Nacer Bouhanni lors de la présentation de l'équipe Cofidis pour la saison 2017

Une Ferrari avec des vices cachés

Pour Cofidis, un nouveau mois de juillet mitigé ressemblerait à un accident industriel. La formation nordiste a mis tous ses oeufs dans le même panier et celui-ci pourrait bien être percé. Ces dernières saisons, elle pouvait faire valoir un certain nombre de réussites loin du Tour - essentiellement grâce à Bouhanni. C’est plus difficile cette année, même si Clément Venturini a remporté une belle victoire sur les 4 Jours de Dunkerque.
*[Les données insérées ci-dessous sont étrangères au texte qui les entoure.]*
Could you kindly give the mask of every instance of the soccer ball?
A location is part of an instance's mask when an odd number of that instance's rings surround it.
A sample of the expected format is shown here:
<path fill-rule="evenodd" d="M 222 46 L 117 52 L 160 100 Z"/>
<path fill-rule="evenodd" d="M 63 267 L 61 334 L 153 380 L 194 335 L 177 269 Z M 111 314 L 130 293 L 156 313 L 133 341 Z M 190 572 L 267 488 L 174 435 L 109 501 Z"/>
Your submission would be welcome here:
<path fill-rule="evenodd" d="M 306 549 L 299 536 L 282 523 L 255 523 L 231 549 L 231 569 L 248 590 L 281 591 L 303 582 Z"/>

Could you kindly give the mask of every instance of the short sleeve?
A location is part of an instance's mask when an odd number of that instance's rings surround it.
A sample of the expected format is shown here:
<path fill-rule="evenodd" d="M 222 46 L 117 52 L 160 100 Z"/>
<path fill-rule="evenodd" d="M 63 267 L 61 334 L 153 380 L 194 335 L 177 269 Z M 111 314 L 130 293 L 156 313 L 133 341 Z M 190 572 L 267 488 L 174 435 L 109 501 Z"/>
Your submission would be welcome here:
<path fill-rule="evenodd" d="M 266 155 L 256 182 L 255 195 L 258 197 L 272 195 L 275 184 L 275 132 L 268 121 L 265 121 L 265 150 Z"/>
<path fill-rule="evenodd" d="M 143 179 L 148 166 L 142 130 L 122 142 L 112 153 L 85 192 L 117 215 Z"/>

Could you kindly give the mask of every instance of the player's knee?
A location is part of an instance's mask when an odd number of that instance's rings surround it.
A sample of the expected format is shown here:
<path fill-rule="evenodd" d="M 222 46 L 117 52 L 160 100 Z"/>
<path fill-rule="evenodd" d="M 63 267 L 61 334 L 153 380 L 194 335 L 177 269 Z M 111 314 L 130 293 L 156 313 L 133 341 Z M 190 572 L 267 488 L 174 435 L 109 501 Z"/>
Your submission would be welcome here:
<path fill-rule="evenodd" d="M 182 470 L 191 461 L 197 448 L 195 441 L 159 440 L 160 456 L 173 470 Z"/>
Ce printemps, Nacer Bouhanni a prolongé son contrat (estimé entre 1,2 et 1,5 millions d’euros par an) jusque fin 2019. Quels résultats apportera-t-il d'ici là à sa formation, lui dont la saison la plus probante sur la scène internationale reste sa dernière chez FDJ, en 2014 ? Bouhanni est un talent rare mais avec lui les montagnes russes peuvent virer à la roulette russe. Autour de lui, une quinzaine de coureurs sont en fin de contrat avec Cofidis et la rumeur les envoie partout ailleurs, pour fuir Bouhanni le leader suprême.

Le parcours de Bouhanni chez la FDJ avait déjà été marqué par d’intenses frictions, avec son encadrement et certains coéquipiers. Les critiques avaient atteint leur paroxysme fin 2014, au moment d’acter le divorce entre l’un des plus beaux talents du peloton français et la formation qui l’a amené au haut niveau. Bouhanni les avait fait taire en accrochant un beau top 10 sur un Mondial que beaucoup disaient trop difficile pour lui. Car le Vosgien en a déjà l’expérience : le bruit des critiques moqueurs et des collègues rageurs peut rapidement être vite recouvert par la clameur célébrant les vainqueurs.